The work is part of an effort from the school to improve how science is communicated to the general public.

Oct. 21, 2021

Researchers at the University of Missouri School of Journalism are helping people in Africa improve communication about pesticides in their countries, the latest effort from the school to improve how science is communicated to the general public.

Funded by a USDA grant and backed by research into how pesticides are covered in the media throughout the continent, the researchers are holding ongoing virtual workshops in countries across Africa to teach people about storytelling, identifying misinformation, shooting and editing videos, and other communication skills.

“The goal is to help people — whether they are regulators or PR representatives or anyone else — communicate with the public and the media accurately and effectively about pesticides,” said Jon Stemmle, chair and professor of Strategic Communication in the Missouri School of Journalism. “Being able to tell truth from fiction on the internet and in journalism is so important today, and when you’re dealing with a topic as contentious as pesticide use, reputations are on the line.”

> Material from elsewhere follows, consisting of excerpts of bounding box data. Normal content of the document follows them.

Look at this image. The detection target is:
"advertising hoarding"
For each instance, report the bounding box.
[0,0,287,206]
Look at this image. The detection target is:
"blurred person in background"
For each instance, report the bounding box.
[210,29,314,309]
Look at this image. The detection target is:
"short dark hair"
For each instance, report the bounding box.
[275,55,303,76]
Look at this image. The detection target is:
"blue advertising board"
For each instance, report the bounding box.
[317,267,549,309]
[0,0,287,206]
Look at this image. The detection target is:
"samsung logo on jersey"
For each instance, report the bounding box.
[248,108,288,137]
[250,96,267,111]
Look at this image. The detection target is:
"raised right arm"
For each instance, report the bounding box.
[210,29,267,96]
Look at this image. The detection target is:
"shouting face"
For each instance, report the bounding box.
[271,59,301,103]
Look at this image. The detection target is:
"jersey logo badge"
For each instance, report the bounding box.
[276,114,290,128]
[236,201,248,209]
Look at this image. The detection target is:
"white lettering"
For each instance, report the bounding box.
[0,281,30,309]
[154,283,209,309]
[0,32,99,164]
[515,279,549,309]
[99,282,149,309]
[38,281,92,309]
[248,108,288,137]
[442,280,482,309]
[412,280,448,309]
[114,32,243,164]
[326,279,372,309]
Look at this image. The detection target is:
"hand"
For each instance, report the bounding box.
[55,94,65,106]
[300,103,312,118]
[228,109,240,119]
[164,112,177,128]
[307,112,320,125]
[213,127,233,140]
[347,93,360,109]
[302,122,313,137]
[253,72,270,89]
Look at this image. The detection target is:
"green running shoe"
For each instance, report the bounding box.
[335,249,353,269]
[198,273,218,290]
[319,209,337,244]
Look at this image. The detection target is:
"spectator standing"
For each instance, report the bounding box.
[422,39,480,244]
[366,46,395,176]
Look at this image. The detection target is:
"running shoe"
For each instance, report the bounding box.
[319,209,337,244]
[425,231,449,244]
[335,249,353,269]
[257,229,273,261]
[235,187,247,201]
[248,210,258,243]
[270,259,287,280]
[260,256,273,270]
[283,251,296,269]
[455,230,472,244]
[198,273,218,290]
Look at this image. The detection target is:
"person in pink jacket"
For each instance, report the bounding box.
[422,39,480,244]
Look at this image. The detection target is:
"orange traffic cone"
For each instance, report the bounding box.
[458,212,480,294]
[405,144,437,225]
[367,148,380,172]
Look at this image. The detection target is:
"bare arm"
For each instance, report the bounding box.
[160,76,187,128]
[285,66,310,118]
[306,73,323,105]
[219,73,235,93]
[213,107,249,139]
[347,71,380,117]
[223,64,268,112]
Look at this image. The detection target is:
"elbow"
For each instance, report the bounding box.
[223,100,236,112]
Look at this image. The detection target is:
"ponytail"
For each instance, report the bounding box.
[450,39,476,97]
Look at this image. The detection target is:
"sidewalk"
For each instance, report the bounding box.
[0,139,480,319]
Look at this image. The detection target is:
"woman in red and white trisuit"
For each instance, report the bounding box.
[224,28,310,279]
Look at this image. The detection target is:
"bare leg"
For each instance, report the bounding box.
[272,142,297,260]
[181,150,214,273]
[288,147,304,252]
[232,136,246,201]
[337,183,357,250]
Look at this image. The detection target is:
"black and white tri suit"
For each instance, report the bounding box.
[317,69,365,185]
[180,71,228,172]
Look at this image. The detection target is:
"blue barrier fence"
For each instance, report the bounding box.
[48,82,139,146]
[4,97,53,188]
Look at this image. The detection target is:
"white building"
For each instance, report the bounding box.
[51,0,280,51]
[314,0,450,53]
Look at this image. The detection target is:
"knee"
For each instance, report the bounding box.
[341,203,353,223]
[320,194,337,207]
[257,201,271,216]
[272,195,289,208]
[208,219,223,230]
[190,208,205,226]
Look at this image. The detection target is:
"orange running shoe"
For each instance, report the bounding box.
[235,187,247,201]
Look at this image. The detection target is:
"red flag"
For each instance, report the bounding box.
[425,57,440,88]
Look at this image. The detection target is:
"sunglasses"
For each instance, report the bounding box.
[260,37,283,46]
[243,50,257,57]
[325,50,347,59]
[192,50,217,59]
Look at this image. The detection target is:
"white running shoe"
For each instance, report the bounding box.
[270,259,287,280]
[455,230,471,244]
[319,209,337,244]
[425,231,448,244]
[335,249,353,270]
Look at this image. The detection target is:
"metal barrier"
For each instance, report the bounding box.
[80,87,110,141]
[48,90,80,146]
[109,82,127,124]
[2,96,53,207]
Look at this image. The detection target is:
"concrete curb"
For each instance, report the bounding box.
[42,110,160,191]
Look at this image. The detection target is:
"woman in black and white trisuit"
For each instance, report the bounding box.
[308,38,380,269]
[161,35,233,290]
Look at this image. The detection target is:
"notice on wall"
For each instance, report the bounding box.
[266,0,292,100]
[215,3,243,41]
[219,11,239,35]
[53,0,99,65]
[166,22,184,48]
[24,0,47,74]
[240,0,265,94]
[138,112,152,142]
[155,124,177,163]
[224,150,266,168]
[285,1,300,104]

The workshops are conducted over Zoom by Stemmle, Professor Amy Simons, and Associate Professor Jim Flink, experts who together represent six decades of experience in journalism, research, and education. Each workshop runs for six hours over two days, and participants learn hands-on skills by shooting and editing their own videos, analyzing news stories to spot inconsistencies or bad sources, and using databases and public records to fact-check ambiguous information.

“This project isn’t about whether all pesticides are good or all pesticides are bad,” Stemmle said. “Our role is to be an unbiased source of information that will ultimately help regulators make informed decisions on their own. For that to happen, science communication needs to improve across the board, from news media to public agencies, and that’s true whether you’re talking about Africa or America, or whether you’re talking about pesticides or the opioid crisis.”

A world away

For a project that was intended to feature in-person instruction, the switch to a virtual setup due to the COVID-19 pandemic was not without challenges. In Kenya and Ghana, where the first workshops have taken place, mobile devices — not computers — are the dominant tools for internet access and virtual work. This means participants are completing activities like shooting videos on their phones, for instance, while receiving virtual instruction on those same phones.

The School of Journalism is also teaming up with the College of Agriculture, Food and Natural Resources for a balanced approach that emphasizes both communication and science literacy.

For now, training sessions in more countries in east and west Africa are coming soon, with the team planning to eventually have a presence in at least 20 African countries. In the future, the researchers hope to bring similar science communication programs to Latin America and Asia, where they are currently conducting preliminary research.